I found myself crying for no reason today. Hormones? I guess I should start with how my morning went. First, DH let me sleep in. When I finally woke up he told me to go lay in bed and watch tv. He brought me coffee and a yogurt for breakfast and took Kelly for a walk. It was great, I just lounged for about 2 hours. That never happens.
Next, I went to change the laundry and Kelly was running around. He ran in the bathroom, I heard a clunk and he started crying. He somehow fell down, bit his lip, cut his upper gum with his lower teeth and was bleeding all over. He screamed for a good 15 minutes before finally calming down. We tried to give him some motrin, but he wouldn't take it. He was also super tired because it was nap time. I tried giving him his bottle and putting him down for his nap. His mouth was hurting so bad he couldn't drink from his bottle. This made him start crying again. He cried for about 30 min. while I was trying to get him to fall asleep. Finally I put him in his crib crying. He cried for about 10 more minutes and then went to sleep.
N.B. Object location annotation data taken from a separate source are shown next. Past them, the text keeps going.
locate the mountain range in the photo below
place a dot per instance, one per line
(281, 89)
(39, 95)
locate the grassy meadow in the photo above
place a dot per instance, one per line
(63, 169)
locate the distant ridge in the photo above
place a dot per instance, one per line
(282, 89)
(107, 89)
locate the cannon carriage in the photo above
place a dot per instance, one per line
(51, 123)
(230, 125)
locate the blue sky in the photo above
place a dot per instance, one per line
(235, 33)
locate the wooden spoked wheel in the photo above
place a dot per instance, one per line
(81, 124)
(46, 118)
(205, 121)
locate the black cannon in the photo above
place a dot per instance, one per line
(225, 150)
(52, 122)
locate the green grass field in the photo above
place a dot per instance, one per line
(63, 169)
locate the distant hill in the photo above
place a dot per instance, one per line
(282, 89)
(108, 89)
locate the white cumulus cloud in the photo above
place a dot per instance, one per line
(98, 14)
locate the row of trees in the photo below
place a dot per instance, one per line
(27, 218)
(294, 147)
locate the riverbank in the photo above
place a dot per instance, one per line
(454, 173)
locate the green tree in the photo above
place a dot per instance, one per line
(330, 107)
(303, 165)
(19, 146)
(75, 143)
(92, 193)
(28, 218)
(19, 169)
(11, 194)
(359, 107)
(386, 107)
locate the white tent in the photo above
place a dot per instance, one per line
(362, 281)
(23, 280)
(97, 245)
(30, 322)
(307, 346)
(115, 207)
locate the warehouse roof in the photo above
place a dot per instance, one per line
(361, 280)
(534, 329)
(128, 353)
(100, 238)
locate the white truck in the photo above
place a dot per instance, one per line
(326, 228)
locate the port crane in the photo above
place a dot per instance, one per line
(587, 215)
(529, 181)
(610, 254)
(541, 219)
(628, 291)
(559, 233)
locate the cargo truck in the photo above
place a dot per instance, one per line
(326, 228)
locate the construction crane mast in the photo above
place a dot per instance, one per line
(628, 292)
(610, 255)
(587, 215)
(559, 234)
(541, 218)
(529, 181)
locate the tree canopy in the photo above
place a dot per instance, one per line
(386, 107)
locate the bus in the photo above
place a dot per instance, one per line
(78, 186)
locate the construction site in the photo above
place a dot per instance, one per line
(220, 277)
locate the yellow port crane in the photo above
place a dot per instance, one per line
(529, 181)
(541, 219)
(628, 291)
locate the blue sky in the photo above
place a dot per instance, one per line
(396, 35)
We cleaned up and house and I showered. I was kinda tired and achy so I was laying on the bed. DH came in and was talking with me and I told him I felt like crying. No reason. I still don't know why. I had a good cry and then I was done. It is the weirdest thing, because I rarely cry. It's not that this is a bad thing, it just came from nowhere. I'm thinking crazy hormones.
Sorry for the novel.
Happy 4th of July!
DH was using a hot glue gun the other night and was talking about how much he used it as a kid. I realized I never used one before (I was pretty sheltered against anything dangerous) and I started bawling. I hate these hormones.
It's probably the hormones. I am a crier by nature, but it's been so much worse since I've been pg. I cry over literally everything, lol.
Lenora & Chris 01.16.10
DS Brandon 05.13.07
DS CJ 10.06.11
*Co-moderator of January-June '07 and September '11*
Well, I had another good cry last night. I was putting Kelly to bed and realizing that my days of letting him fall asleep on me are numbered. I realized that pretty soon, he won't be my baby. It was also a happy, exciting cry that pretty soon, we will have another baby to dote on.